Problemy dotyczą narodowego fińskiego przewoźnika, Finnair. Firma obiecała, że dostarczy właścicielom bagaże najpóźniej w niedzielę, czyli w Wigilię. Ci jednak nie wierzą w te zapewnienia.
Zakaz pracy w godzinach nadliczbowych, który obowiązywał od 19 listopada, został już cofnięty. Był związany z negocjacjami związków zawodowych z branży lotniczej ws. płac.

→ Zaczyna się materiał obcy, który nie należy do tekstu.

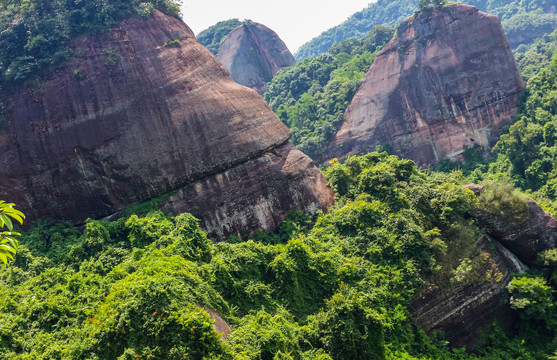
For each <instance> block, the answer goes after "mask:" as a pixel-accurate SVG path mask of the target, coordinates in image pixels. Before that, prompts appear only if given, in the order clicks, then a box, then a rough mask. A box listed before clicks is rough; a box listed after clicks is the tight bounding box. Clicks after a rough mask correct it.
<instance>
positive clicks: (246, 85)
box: [217, 23, 296, 94]
mask: <svg viewBox="0 0 557 360" xmlns="http://www.w3.org/2000/svg"><path fill="white" fill-rule="evenodd" d="M217 58H218V59H219V60H220V61H221V62H222V63H223V65H224V66H225V67H226V68H227V69H228V71H230V75H231V76H232V78H233V79H234V80H235V81H236V82H237V83H238V84H241V85H244V86H247V87H249V88H252V89H254V90H255V91H257V92H258V93H259V94H263V93H264V92H265V89H266V84H267V83H268V82H269V81H271V79H272V78H273V76H275V74H276V73H277V72H278V71H279V70H280V69H282V68H283V67H287V66H294V65H295V64H296V60H295V59H294V56H293V55H292V54H291V53H290V51H289V50H288V48H287V47H286V45H285V44H284V42H283V41H282V40H281V39H280V38H279V37H278V35H277V34H276V33H275V32H274V31H273V30H271V29H269V28H268V27H266V26H264V25H261V24H255V23H253V24H244V25H240V26H238V27H237V28H236V29H234V30H232V31H231V32H230V33H229V34H228V35H227V37H226V40H224V42H223V43H222V46H221V47H220V50H219V53H218V54H217Z"/></svg>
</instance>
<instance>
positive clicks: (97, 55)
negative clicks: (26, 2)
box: [0, 11, 333, 238]
mask: <svg viewBox="0 0 557 360" xmlns="http://www.w3.org/2000/svg"><path fill="white" fill-rule="evenodd" d="M72 49H73V50H74V57H73V58H72V59H70V61H69V64H68V66H66V67H65V68H64V69H61V70H58V71H56V72H55V73H54V74H53V75H52V76H51V77H50V78H49V79H47V80H44V81H41V82H40V83H39V84H38V85H36V86H33V87H27V88H18V89H15V90H14V91H12V92H10V93H9V94H8V93H7V92H2V93H1V100H2V103H3V105H4V121H3V122H2V123H0V195H1V197H2V198H3V199H5V200H9V201H11V202H15V203H16V204H18V207H19V208H20V209H22V210H23V211H24V212H25V213H26V214H27V215H28V218H29V219H30V220H33V219H37V218H39V217H51V218H54V219H61V220H62V219H63V220H71V221H73V222H77V223H79V222H83V221H84V220H85V219H86V218H88V217H91V218H99V217H103V216H107V215H109V214H112V213H114V212H116V211H118V210H120V209H122V208H124V207H125V206H127V205H130V204H136V203H139V202H141V201H144V200H147V199H151V198H153V197H157V196H159V195H163V194H168V193H170V192H173V191H177V193H175V194H174V197H172V196H171V197H170V198H168V199H167V200H166V205H165V206H166V208H167V209H169V210H173V211H186V210H190V209H192V208H193V207H195V210H196V213H197V214H198V215H199V216H200V217H201V218H202V220H203V225H204V226H205V228H206V229H207V230H208V231H209V233H210V234H213V235H215V236H217V237H219V238H223V237H225V236H227V235H229V234H231V233H239V234H242V235H245V234H248V233H249V232H250V231H253V230H255V229H257V228H264V229H270V228H272V226H273V225H274V223H275V222H276V221H278V219H280V218H281V217H282V216H284V214H285V213H286V212H288V211H289V210H290V209H291V208H294V207H298V208H301V209H303V210H307V211H315V210H316V209H318V208H324V207H326V206H328V205H329V204H331V203H332V201H333V196H332V193H331V192H330V190H329V189H328V188H326V186H325V183H326V181H325V179H324V178H323V177H322V175H321V173H320V172H319V170H318V169H317V168H316V167H315V166H314V165H313V164H312V163H311V161H310V160H309V159H308V158H307V157H305V156H304V155H303V154H301V153H299V152H298V151H297V150H296V149H295V148H294V147H293V146H292V145H291V144H290V143H289V142H288V138H289V136H290V133H289V131H288V129H287V128H286V127H285V126H284V125H283V124H282V122H281V121H280V120H279V119H278V118H277V117H276V116H275V115H274V114H273V112H272V111H271V110H270V109H269V107H268V106H267V105H266V103H265V101H264V100H263V99H261V98H260V97H259V96H257V95H256V94H255V93H254V92H253V91H251V90H249V89H246V88H244V87H242V86H239V85H238V84H236V83H235V82H234V81H233V80H232V79H231V78H230V76H229V75H228V73H227V71H226V69H225V68H224V67H223V66H222V65H221V64H220V63H219V62H218V61H217V59H216V58H215V57H214V56H213V55H212V54H211V53H210V52H209V51H208V50H207V49H206V48H204V47H203V46H202V45H201V44H199V43H198V42H197V40H196V39H195V37H194V35H193V33H192V31H191V30H190V29H189V28H188V26H187V25H185V24H184V23H183V22H182V21H181V20H179V19H177V18H174V17H170V16H166V15H164V14H162V13H160V12H157V11H155V13H154V16H153V17H152V18H149V19H147V20H140V19H137V18H130V19H127V20H125V21H123V22H122V23H121V24H120V25H119V26H117V27H115V28H114V29H112V30H111V31H109V32H108V33H106V34H102V35H92V36H88V37H83V38H80V39H76V40H75V41H74V42H73V43H72ZM292 158H296V159H297V162H295V163H293V161H292ZM256 164H257V165H256ZM231 172H232V173H233V174H234V175H235V177H234V179H235V181H236V182H235V183H226V181H224V182H223V180H222V179H223V178H227V174H230V173H231ZM254 174H256V175H257V179H258V181H257V183H254V182H253V181H252V180H253V175H254ZM301 178H303V179H304V180H303V181H300V179H301ZM203 183H212V184H213V189H218V191H215V192H214V193H211V194H212V196H211V201H210V202H208V201H199V199H200V198H202V197H203V196H205V195H206V194H207V193H206V192H204V191H203V190H202V189H203V185H200V184H203ZM269 183H272V184H275V183H280V185H281V186H282V187H281V188H272V189H271V188H269V186H267V185H266V184H269ZM246 184H249V186H246V187H244V186H245V185H246ZM200 187H201V188H200ZM186 188H193V189H195V192H193V193H192V192H188V198H180V201H179V206H178V205H176V206H174V204H176V201H177V200H176V197H180V194H181V192H180V189H186ZM279 198H280V201H278V199H279ZM224 199H226V201H225V200H224ZM215 204H218V205H220V206H222V207H223V208H226V209H227V211H225V212H222V213H219V208H218V207H215ZM240 205H241V206H240ZM255 205H257V207H258V209H259V211H258V217H257V218H256V219H255V220H254V219H250V220H249V221H248V220H246V218H249V217H250V216H251V214H248V213H247V212H248V211H252V209H251V208H252V207H253V206H255Z"/></svg>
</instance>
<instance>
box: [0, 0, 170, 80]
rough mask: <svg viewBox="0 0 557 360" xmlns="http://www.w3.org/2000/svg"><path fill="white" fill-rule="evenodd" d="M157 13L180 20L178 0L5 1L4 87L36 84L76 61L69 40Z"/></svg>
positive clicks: (3, 3) (48, 0) (26, 0)
mask: <svg viewBox="0 0 557 360" xmlns="http://www.w3.org/2000/svg"><path fill="white" fill-rule="evenodd" d="M153 8H157V9H159V10H161V11H163V12H165V13H168V14H172V15H176V16H177V15H178V14H179V11H180V7H179V2H177V1H175V0H145V1H143V0H142V1H140V0H111V1H96V0H25V1H21V0H0V49H2V51H1V52H0V76H1V79H0V84H2V85H4V86H6V85H7V84H11V83H14V82H21V81H25V80H29V79H33V78H35V77H36V76H38V74H39V73H44V72H45V71H47V70H52V69H53V68H54V67H55V66H57V65H60V64H61V63H63V61H64V60H66V59H68V58H69V56H71V51H72V50H71V49H70V48H69V47H68V46H67V45H68V42H69V40H70V39H72V38H74V37H76V36H79V35H82V34H90V33H95V32H101V31H105V30H106V29H108V28H109V27H111V26H114V25H116V24H117V23H118V22H119V21H121V20H122V19H124V18H126V17H130V16H142V17H149V16H151V14H152V11H153Z"/></svg>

Ponieważ osiągnięto porozumienie, ponownie wydano zgodę na pracę w godzinach nadliczbowych.
To nie pierwsza taka sytuacja. Podobna miała miejsce w zeszłym tygodniu, kiedy to bez walizek zostało ok. 2 tys. pasażerów.
Obecny czas jest jednak szczególny. Za chwilę Wigilia, a ludzie podróżujący o tej porze roku często w walizkach mają prezenty dla najbliższych. Zdenerwowani pasażerowie piszą, że mimo upływu dwóch dni wciąż nie mają bagażu. Narzekają, że nie dostają żadnych informacji, a telefony przewoźnika milczą.
Podróżni denerwują się, że wewnątrz walizek mają świąteczne prezenty, których nie będą mogli dać bliskim. „Co za żart”, "Nikt się tym nie przejmuje" - komentują.
Port lotniczy Helsinki-Vantaa jest głównym lotniskiem w Finlandii. W zeszłym roku obsłużył ponad 17 mln pasażerów.
To ostatni odcinek MPGA w tym roku. Make Life Harder mają do wszystkich ważne przesłanie [MAKE POLAND GREAT AGAIN]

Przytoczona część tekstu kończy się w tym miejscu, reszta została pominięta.